KONTEKS.CO.ID – Kementerian Perindustrian (Kemenperin) memastikan penetapan kuota impor garam telah dilakukan dengan transparan dan sesuai prosedur. Penetapan jumlah impor ini dilakukan dengan menghitung kebutuhan garam sebagai bahan baku dan bahan penolong bagi sektor industri.
Menurut Juru Bicara Kemenperin Febri Hendri Antoni Arif, kebutuhan impor garam telah dihitung berdasarkan surat pengajuan dari asosiasi industri, survei bersama kementerian dan lembaga terkait.
“Artinya penetapan kebutuhan impor garam untuk industri sudah transparan, sesuai prosedur dan menggambarkan kebutuhan sektor industri manufaktur secara keseluruhan baik yang membutuhkan garam dari impor maupun dari lokal seperti sektor industri tekstil, penyamakan kulit dan lainnya,” ujar Juru Bicara Kemenperin Febri Hendri Antoni Arif, dalam keterangan pers pada Senin, 10 Oktober 2022. .
Ditambahkan oleh Febri, transparansi terkait hal ini dilakukan termasuk dalam penetapan kuota impor yang pembahasannya dilakukan lintas kementerian dan lembaga di bawah Kementerian Koordinator Bidang Perekonomian serta koordinasi dengan Bareskrim Polri dan melakukan rapat terbatas dengan Wakil Presiden pada saat itu.
Hal ini dapat dipastikan dalam rekomendasi dari Kemenperin maupun Persetujuan Impor (PI) yang diterbitkan Kementerian Perdagangan sebesar 3,16 juta ton pada 2018.
“Jadi di bawah angka kebutuhan 3,7 juta ton. Sedangkan, realisasi impor pada 2018 itu sebesar 2,84 juta ton,” ujarnya.
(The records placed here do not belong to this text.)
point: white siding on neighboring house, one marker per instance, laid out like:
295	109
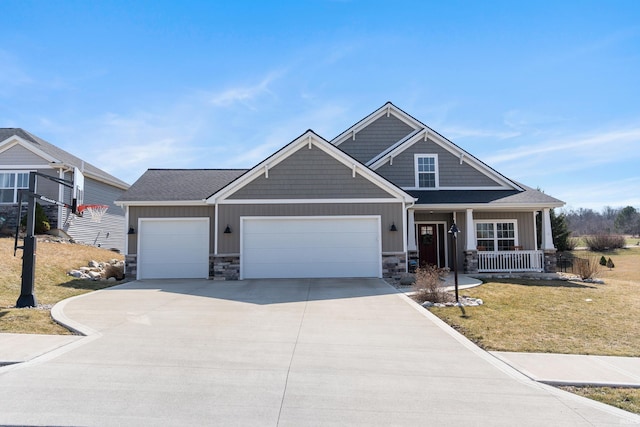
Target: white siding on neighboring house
110	232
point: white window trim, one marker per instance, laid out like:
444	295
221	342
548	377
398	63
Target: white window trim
516	241
15	188
417	174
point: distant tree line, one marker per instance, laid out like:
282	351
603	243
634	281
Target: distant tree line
582	222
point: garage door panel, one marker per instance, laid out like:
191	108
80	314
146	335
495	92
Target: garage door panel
173	248
311	247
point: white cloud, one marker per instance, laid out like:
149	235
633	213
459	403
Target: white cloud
244	94
596	146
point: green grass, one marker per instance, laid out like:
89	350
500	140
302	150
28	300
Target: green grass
52	284
562	317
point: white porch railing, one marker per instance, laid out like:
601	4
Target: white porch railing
510	261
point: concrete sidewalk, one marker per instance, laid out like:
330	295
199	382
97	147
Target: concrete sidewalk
274	353
548	368
572	369
17	348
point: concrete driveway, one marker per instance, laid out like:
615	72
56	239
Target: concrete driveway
274	353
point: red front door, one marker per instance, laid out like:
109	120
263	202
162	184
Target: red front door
430	246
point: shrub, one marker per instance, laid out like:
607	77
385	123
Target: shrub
586	268
604	242
427	286
571	243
Ada Rekomendasi yang Diabaikan
Kepala Pusat Penerangan Hukum Kejagung Ketut Sumedana, menyatakan kalau penentuan kuota impor garam dianggap berlebihan. Selain itu, penetapan ini tidak memperhatikan kebutuhan riil garam industri nasional. Bahkan diduga ada unsur kesengajaan untuk mendapatkan keutungan pribadi.
Terkait hal ini, Kejaksaan Agung telah memintai keterangan mantan Menteri Kelautan dan Perikanan Susi Pudjiastuti. Dia mengungkap ada dugaan diabaikannya rekomendasi Kementerian Kelautan dan Perikanan (KKP) soal kuota impor oleh Kementerian Perindustrian.
Saksi Susi menyampaikan, berdasarkan hasil kajian teknis Kementerian Kelautan dan Perikanan (KKP), saksi mengeluarkan kuota garam sebesar kurang lebih 1,8 juta ton.
Salah satu pertimbangan dalam pemberian dan pembatasan impor tersebut adalah menjaga kecukupan garam industri dan menjaga nilai jual garam lokal.
Namun ternyata rekomendasi yang dikeluarkan oleh Kementerian Kelautan dan Perikanan RI tidak diindahkan oleh Kementerian Perindustrian RI yang justru menetapkan kuota impor garam sebesar 3,7 ton.
Hal itu berdampak terjadi kelebihan supply dan masuknya garam impor ke pasar garam konsumsi yang menyebabkan nilai jual harga garam lokal mengalami penurunan atau anjlok.
Bahwa pada tahun 2018, terdapat 21 perusahaan importir garam yang mendapat kuota persetujuan impor garam industri sebanyak 3.770.346 ton atau dengan nilai sebesar Rp2.054.310.721.560,- (Rp2 triliun lebih) tanpa memperhitungkan stok garam lokal dan stok garam industri yang tersedia sehingga mengakibatkan garam industri melimpah.
Para importir kemudian mengalihkan secara melawan hukum peruntukan garam industri menjadi garam konsumsi dengan perbandingan harga yang cukup tinggi sehingga mengakibatkan kerugian bagi petani garam lokal dan kerugian perekenomian negara.***
Simak breaking news dan berita pilihan Konteks langsung dari ponselmu. Konteks.co.id WhatsApp Channel
Baca berita pilihan konteks.co.id lainnya di:
"Google News"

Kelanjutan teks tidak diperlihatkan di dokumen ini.